Ведьма улыбнулась, и он впервые почувствовал настоящее беспокойство.
– А ты уверен, что здесь и сейчас – важнее всего? Нынешний день, именно этот час, этот кусок хлеба – и ничего больше? Философия, достойная крысы, – нет, прости, не крысы – они ведь заготавливают запасы и устраивают гнезда для молодых. Твоя проблема коренится в тех самых временах, что и та подвеска, которую ты держишь. Из тех времен происходит и мой народ. Как, впрочем, и твой. У всех нас там… корни. Потому не бормочи мне насчет сегодняшнего дня, потому что день вчерашний пнет тебя в задницу так, что ты и зубы выплюнешь.

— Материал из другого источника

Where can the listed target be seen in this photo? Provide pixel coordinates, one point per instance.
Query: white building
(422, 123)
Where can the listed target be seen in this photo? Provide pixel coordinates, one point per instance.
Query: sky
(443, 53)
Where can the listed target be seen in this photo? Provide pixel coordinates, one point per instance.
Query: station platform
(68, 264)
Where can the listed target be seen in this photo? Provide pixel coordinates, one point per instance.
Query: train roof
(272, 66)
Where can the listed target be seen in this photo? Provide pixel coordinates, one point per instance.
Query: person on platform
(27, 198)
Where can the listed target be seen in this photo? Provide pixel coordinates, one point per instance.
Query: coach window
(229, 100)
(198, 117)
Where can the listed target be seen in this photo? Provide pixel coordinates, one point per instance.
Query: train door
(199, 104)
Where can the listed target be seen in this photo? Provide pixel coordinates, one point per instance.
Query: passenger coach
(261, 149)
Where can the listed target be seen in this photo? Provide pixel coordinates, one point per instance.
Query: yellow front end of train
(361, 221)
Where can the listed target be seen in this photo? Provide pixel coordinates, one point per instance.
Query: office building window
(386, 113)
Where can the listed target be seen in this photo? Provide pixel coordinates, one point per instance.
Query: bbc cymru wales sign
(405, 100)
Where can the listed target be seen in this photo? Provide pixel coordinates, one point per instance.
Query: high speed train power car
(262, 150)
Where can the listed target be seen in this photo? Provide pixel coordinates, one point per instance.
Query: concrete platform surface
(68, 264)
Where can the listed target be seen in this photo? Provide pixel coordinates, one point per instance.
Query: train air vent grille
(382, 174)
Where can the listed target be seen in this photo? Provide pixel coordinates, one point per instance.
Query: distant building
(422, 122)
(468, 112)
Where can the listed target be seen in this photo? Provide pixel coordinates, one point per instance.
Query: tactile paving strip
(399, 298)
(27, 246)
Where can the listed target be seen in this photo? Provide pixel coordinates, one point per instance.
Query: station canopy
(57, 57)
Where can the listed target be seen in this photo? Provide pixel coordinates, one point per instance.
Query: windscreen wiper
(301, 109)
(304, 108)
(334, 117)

Ну, похоже он сумел ее разъярить. Улыбнулся:
– Я жду остального. Ты показала мне свой… амулет, посвятила еще один рассказ тому, что во времена Войны Богов все было плохо. Забываешь, что мне нет необходимости выслушивать истории, потому что все у меня в голове, – он встал. – Этого сукина сына, который делился со мной воспоминаниями, метал их в меня, словно части четвертованных трупов! Лагеря для женщин? Тебе стоило увидеть резню, что устроил он и другие боги, улицы, залитые кровью по щиколотки, города, сжигаемые до голой земли, ножи, работающие день и ночь! И знаешь, что хуже всего?! Знаешь?!
Не пойми когда, но он оказался на ногах, с кулаками, вскинутыми, словно для удара.
– Я получал эти его воспоминания как собственные и ничего, совершенно ничего тогда не чувствовал. Понимаешь?! Я смотрел на детей, которым резали глотки, и подгонял людей, чтобы они успели до восхода солнца! Я разжигал костры под схваченными пленниками и приказывал солдатам греться подле них, чтобы не тратить дрова зря. И не чувствовал ничего, потому что они были навозом. Были не моими людьми, а значит, не были ими вообще! Понимаешь?! И когда я пробуждался из этих кошмаров, я чувствовал себя так, словно меня оттрахал весь миттарский флот. Понимаешь?!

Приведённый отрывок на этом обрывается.